With Chromosome information:

CHR SNP Allele Beta SE Pvalue
1 rs1967017 A -0.0736 0.0315 0.01938
1 rs760077 T -0.1603 0.0543 0.003139

Without Chromosome information:

SNPID Allele Beta SE Pvalue
9:98316375:A:G A -0.0736 0.0315 0.01938
9:105570921:T:C T -0.1603 0.0543 0.003139

Setp 4-1: Generate PRS model

Generate PRS model by using Dosage by plink2.0

Function: gprs build-prs

plink2 --vcf [vcf input] dosage=DS --score [snplists afte clumped and qc]  --out

The clumped qc snpslists and prs_output_dir will automatically be filled in the script. Users have to indicate the options below.

How to use it?

Shell:

$ gprs build-prs --vcf_input [str] --qc_clump_snplist_foldername [str] --symbol [str/int] --columns [int] --plink_modifier [str] --memory [int] --clump_kb [int] --clump_p1 [float/scientific notation] --clump_r2 [float] --output_name [output name]

Python:

from gprs.gene_atlas_model import GeneAtlasModel

if __name__ == '__main__':
    geneatlas = GeneAtlasModel( ref='1000genomes/hg19',
                    data_dir='data/2014_GWAS_Height' )

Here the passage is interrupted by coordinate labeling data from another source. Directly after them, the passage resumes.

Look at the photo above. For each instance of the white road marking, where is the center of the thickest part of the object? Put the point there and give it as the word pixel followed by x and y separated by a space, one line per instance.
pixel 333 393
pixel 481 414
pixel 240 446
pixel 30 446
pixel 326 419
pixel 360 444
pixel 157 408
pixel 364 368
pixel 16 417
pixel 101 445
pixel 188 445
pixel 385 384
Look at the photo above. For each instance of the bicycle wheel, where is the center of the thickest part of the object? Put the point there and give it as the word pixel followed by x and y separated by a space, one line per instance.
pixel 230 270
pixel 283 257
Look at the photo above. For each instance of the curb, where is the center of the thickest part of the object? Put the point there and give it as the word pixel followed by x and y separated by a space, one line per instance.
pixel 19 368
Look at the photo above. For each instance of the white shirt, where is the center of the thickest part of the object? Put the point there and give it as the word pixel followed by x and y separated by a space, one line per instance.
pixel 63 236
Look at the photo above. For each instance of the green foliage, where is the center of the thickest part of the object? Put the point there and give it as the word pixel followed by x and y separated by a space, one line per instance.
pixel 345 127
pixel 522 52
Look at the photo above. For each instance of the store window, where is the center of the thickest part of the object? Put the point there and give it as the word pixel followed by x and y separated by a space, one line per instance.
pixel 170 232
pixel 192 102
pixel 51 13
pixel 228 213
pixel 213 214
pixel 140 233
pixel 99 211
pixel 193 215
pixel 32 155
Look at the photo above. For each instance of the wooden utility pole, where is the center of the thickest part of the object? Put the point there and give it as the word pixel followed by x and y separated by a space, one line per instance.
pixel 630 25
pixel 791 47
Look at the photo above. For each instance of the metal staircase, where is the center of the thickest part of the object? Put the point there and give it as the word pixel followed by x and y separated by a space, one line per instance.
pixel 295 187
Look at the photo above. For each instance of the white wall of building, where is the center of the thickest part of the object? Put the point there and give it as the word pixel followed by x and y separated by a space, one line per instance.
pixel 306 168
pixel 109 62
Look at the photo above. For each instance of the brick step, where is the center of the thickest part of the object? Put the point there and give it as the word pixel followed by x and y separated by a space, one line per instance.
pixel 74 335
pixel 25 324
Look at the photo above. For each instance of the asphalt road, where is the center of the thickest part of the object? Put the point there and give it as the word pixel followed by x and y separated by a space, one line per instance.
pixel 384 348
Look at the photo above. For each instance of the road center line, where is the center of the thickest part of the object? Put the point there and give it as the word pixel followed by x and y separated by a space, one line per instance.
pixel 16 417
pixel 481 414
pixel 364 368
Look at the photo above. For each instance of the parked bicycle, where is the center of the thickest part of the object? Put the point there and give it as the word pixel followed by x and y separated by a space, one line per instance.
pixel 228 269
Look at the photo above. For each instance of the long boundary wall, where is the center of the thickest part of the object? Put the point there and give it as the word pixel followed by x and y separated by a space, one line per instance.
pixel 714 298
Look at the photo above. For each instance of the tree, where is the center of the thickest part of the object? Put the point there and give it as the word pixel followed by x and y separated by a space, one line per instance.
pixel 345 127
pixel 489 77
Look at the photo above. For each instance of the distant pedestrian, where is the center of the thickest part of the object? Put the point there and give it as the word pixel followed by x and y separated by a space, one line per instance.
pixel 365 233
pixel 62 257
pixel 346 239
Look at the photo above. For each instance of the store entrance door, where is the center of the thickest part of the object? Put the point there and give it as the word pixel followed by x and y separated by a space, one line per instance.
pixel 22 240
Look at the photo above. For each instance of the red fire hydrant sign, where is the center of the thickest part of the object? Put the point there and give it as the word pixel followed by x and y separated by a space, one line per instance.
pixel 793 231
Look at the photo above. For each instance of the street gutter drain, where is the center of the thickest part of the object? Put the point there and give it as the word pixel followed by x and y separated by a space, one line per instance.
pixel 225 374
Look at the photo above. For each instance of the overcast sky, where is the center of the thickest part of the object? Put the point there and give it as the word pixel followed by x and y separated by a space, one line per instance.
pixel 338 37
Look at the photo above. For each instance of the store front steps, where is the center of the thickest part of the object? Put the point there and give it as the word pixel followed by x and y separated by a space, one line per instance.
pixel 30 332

    geneatlas.build_prs( vcf_input= '1000genomes/hg19',
                          output_name ='2014height', memory='1000',clump_kb='250',
                    clump_p1='0.02', clump_r2='0.02', qc_clump_snplist_foldername='2014height')

output files

  • *.sscore

IID ALLELE_CT NAMED_ALLELE_DOSAGE_SUM
HG00096 130 116
HG00097 130 114
HG00099 130 119
HG00100 130 110

Setp 4-2: Combined PRS model

Combined PRS model (python script create by Soyoung Jeon; update by Ying-Chu Lo))

Function:gprs combine-prs

Combine-prs will combine all .sscore files as one .sscore file. And calculate score average and sum per individual.

How to use it?

Shell:

$ gprs combine-prs --ref [str] --result_dur [str]

Python:

from gprs.gene_atlas_model import GeneAtlasModel

if __name__ == '__main__':
    geneatlas = GeneAtlasModel( ref='1000genomes/hg19',
                    data_dir='data/2014_GWAS_Height' )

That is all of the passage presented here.